Changing order of sum We know that 
$$\sum_{n=1}^{\infty}a_n = \mbox{convergent}$$
Does that imply that 
$$a_3 + a_1 + a_2 + a_6 + a_4 + a_5 + \cdots = \mbox{convergent?}$$
We don't know whether our series is absolutely convergent.
 A: Given that
$$\sum_{k=1}^{\infty} a_k=\mbox{convergent}$$
We have
$$a_3 + a_1 + a_2 + a_6 + a_4 + a_5 + \cdots$$
$$=\sum_{k=1}^{\infty} \left(a_{3k} +a_{3k-2}+a_{3k-1}\right)$$
$$=\sum_{k=1}^{\infty} \left(a_{3k-2}+a_{3k-1}+a_{3k}\right)$$
$$=a_1 + a_2 + a_3 + a_4 + a_5 + a_6+\cdots$$
$$=\sum_{k=1}^{\infty} a_k =\mbox{convergent}$$
A: Let $S_n$ be the nth partial sum of the original series, and let $T_n$ be the nth partial sum of the new series.
Since the original series converges, $S_n\to S$ for some number $S$.
Since $T_{3n}=S_{3n}, \;T_{3n+1}=S_{3n}+a_{3n+3},\; T_{3n+2}=S_{3n}+a_{3n+3}+a_{3n+1}$, and $a_n\to 0$,
$T_n\to S$ so the new series converges to the same sum.
A: Yes, your sum necessarily converges.  
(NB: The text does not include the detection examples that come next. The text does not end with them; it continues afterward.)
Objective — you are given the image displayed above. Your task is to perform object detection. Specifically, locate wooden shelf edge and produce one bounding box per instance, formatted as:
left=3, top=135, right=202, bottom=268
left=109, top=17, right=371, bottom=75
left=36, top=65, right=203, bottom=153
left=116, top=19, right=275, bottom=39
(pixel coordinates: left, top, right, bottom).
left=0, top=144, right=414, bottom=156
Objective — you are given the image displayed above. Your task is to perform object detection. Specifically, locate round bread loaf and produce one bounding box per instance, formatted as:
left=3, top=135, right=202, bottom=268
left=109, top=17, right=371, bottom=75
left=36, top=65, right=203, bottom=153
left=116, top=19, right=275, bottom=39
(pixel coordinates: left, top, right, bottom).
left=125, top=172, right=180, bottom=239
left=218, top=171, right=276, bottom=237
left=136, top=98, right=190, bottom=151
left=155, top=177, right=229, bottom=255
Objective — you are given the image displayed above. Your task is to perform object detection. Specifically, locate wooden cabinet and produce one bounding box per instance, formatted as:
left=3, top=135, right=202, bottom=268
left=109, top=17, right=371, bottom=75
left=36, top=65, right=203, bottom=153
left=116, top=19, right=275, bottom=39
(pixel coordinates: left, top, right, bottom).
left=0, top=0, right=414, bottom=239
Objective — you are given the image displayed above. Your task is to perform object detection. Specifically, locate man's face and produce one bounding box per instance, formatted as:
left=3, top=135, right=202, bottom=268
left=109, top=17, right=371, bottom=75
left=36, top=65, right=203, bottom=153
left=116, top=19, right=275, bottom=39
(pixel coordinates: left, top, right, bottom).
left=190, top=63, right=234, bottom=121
Let $b_n$ denote the $n$th element of your sequence (so for example $b_1 = a_3$).
Let $S_N = \sum_{n=1}^N a_n$ and $T_N = \sum_{n=1}^N b_n$.
We note that $T_{3N} = S_{3N}$.  So, if $T_N$ converges, it converges to the same limit as $S_N$.
Moreover, $T_{3N+2} = T_{3N} + b_{3N+1} + b_{3N+2}$.  However, we note that $b_n \to 0$ by the convergence of the original sum.  So, for any $\epsilon > 0$, we can select $N_0$ so that $b_N < \epsilon$ when $N > N_0$.  So, we have
$$
|T_{3N + 2} - T_{3N}| = |b_{3N+1} + b_{3N+2}| < 2 \epsilon
$$
this is enough to conclude that $T_N$ is Cauchy, and thus convergent.
A: Little "local" changes of order make no difference. 
From the fact that partial sums of the $a_i$ converge, say to $s$, one can show that the modified partial sums converge to $s$. Let $(b_n)$ be our modified sequence. Then $\sum_1^{3k} a_i =\sum_1^{3k}b_i$, and both have limit $s$.
Since the $a_i$ have limit $0$, we have that $\lim \sum_1^{3k+1} b_i$ and 
$\lim \sum_1^{3k+2} b_i$ are also equal to $s$.